According to network perimeter security specialists, Apache Spark developers have just officially released a remote code execution risk alert that affects their software. The vulnerability was tracked as CVE-2020-9480 and received a high score on the Common Vulnerability Scoring System (CVSS).
It should be remembered that Apache Spark is an open source framework for distributed general purpose cluster computing. Spark provides an interface for programming entire groups with implicit data parallelism and flaw tolerance.
Network perimeter security specialists point out that in Apache Spark 2.4.5 and earlier, the stand-alone resource manager principal server can be configured to require authentication through a shared key (spark.authenticate).
Because of some spark authentication mechanism flaws, shared key authentication fails. Threat actors might abuse this vulnerability for command execution on the host without administrator authorization, which would result in remote code execution.

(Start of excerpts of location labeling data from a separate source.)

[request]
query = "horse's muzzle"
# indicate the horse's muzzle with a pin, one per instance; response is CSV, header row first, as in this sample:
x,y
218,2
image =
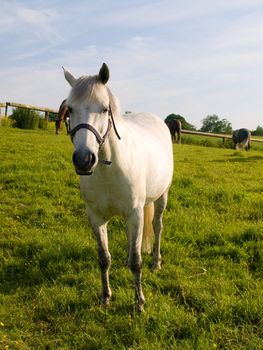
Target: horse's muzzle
x,y
84,162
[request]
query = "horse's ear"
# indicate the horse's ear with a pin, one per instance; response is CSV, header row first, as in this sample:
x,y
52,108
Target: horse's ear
x,y
69,77
104,73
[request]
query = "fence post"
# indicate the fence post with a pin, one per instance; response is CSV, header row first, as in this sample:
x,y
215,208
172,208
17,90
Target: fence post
x,y
6,108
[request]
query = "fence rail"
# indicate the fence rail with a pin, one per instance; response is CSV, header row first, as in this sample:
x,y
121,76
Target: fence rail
x,y
25,106
50,110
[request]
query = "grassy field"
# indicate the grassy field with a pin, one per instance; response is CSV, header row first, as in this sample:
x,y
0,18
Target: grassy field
x,y
208,294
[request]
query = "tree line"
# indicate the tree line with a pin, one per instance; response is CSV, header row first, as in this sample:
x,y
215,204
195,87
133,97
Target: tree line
x,y
213,124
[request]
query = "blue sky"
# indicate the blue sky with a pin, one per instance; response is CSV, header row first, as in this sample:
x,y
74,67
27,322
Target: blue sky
x,y
191,57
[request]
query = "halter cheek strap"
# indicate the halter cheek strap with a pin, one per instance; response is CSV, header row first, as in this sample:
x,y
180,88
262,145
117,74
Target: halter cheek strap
x,y
100,139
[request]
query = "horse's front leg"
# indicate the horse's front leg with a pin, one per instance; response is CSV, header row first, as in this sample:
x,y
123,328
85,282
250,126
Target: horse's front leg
x,y
134,226
104,258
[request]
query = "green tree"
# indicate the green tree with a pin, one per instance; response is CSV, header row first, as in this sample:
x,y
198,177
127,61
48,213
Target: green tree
x,y
213,124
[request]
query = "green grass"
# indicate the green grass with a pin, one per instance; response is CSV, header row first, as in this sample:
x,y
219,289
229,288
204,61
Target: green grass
x,y
208,294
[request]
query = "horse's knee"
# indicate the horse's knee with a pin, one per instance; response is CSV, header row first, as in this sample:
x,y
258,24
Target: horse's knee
x,y
135,263
104,261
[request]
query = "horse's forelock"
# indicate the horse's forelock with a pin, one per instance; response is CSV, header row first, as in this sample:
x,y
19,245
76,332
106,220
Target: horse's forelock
x,y
87,87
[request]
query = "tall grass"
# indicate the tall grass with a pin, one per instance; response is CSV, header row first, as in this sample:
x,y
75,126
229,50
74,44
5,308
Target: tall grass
x,y
208,294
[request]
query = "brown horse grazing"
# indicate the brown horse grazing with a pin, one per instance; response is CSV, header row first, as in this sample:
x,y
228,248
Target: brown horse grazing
x,y
63,115
175,128
241,139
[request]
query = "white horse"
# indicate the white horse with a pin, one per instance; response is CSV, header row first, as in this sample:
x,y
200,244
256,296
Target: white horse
x,y
125,166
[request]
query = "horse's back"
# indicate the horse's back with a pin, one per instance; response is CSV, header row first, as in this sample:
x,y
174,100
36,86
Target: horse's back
x,y
152,142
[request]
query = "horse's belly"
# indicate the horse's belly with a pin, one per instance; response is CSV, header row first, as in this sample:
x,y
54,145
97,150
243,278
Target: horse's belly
x,y
108,201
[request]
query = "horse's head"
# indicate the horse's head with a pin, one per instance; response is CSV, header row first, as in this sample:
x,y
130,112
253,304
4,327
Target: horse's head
x,y
90,117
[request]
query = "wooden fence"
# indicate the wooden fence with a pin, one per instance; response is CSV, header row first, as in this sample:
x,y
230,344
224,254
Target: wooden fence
x,y
49,110
34,108
221,136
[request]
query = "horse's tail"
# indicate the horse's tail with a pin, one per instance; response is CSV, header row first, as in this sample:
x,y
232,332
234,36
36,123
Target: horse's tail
x,y
148,234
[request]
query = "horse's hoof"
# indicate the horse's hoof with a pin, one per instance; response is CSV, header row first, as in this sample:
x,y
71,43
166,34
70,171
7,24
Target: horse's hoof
x,y
156,266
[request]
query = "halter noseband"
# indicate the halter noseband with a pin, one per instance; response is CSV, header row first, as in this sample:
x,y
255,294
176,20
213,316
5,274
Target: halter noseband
x,y
100,139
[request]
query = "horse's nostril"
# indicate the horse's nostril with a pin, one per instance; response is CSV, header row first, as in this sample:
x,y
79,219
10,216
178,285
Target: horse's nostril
x,y
74,159
92,159
83,161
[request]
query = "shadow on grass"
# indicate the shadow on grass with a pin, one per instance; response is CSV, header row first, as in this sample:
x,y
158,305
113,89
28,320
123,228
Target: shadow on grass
x,y
238,157
32,264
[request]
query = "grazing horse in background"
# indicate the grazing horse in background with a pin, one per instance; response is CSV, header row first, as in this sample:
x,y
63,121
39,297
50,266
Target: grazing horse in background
x,y
241,139
63,115
175,128
125,166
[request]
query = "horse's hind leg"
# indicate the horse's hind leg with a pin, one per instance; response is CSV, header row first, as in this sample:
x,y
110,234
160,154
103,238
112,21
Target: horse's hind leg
x,y
104,261
159,206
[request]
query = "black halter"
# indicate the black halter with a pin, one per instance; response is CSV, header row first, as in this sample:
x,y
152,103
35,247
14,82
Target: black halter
x,y
100,139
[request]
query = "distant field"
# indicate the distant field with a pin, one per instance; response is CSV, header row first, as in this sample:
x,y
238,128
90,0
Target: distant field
x,y
208,294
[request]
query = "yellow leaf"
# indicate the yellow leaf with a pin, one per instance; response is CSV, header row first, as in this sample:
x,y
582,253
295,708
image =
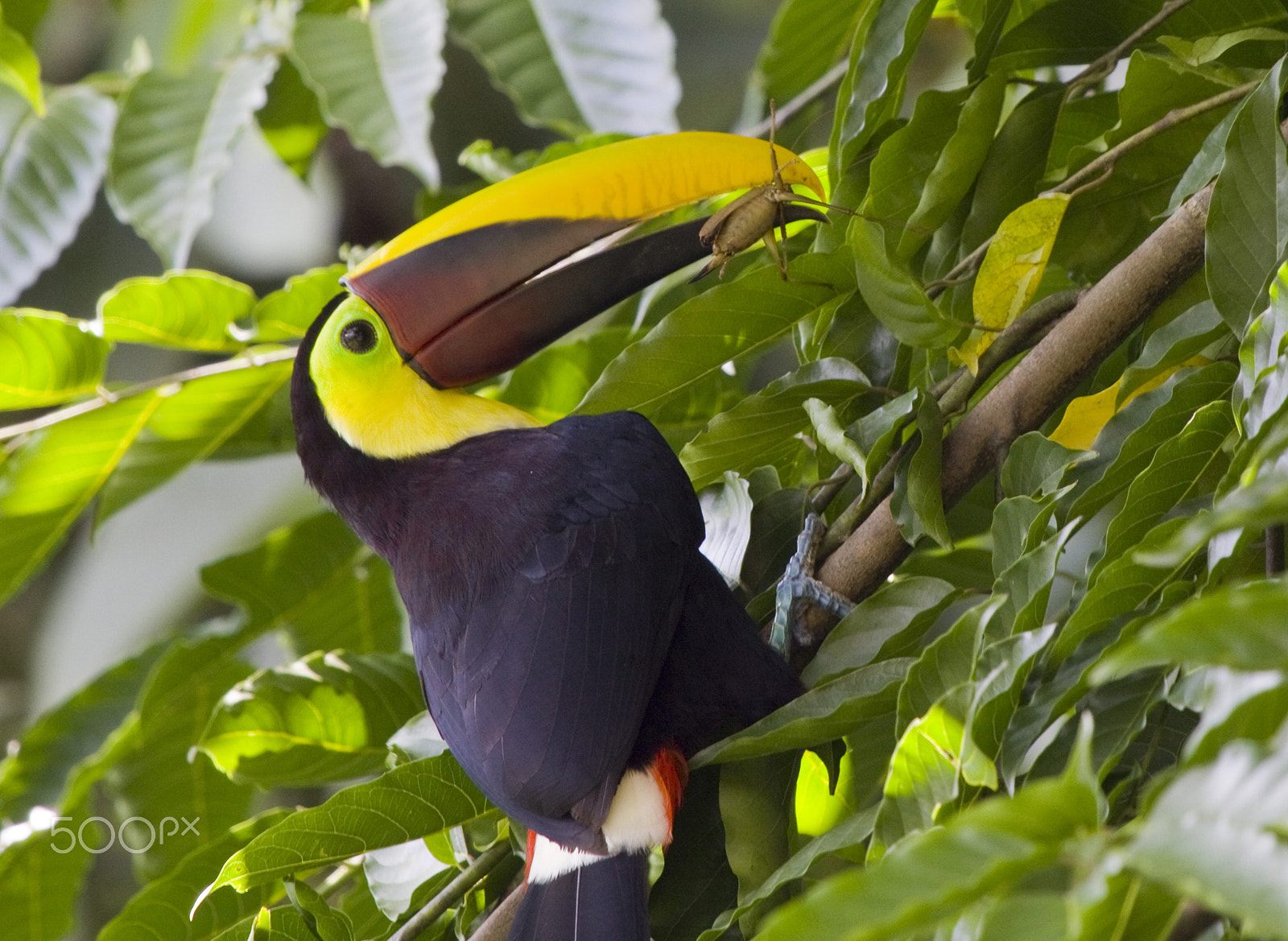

“In Apache Spark 2.4.5 and earlier, a stand-alone resource manager master can be configured to require authentication (spark.authenticate) through a shared secret. However, when enabled, an RPC specially designed for the master can succeed when starting an application’s resources in the Spark cluster, even without the shared key. This can be exploited to take advantage of shell commands on the host machine,” the Apache alert mentions.
The vulnerability resides in all versions of Apache Stark after 4.2.5, mentioned by network perimeter security experts.
Fortunately, developers have already released fixes for these bugs, so Apache Stark users should only upgrade to version 2.4.6, or to 3.0.0. For further reports on vulnerabilities, exploits, malware variants and computer security risks, it is recommended to enter the website of the International Institute of Cyber Security (IICS), as well as the official platforms of technology companies.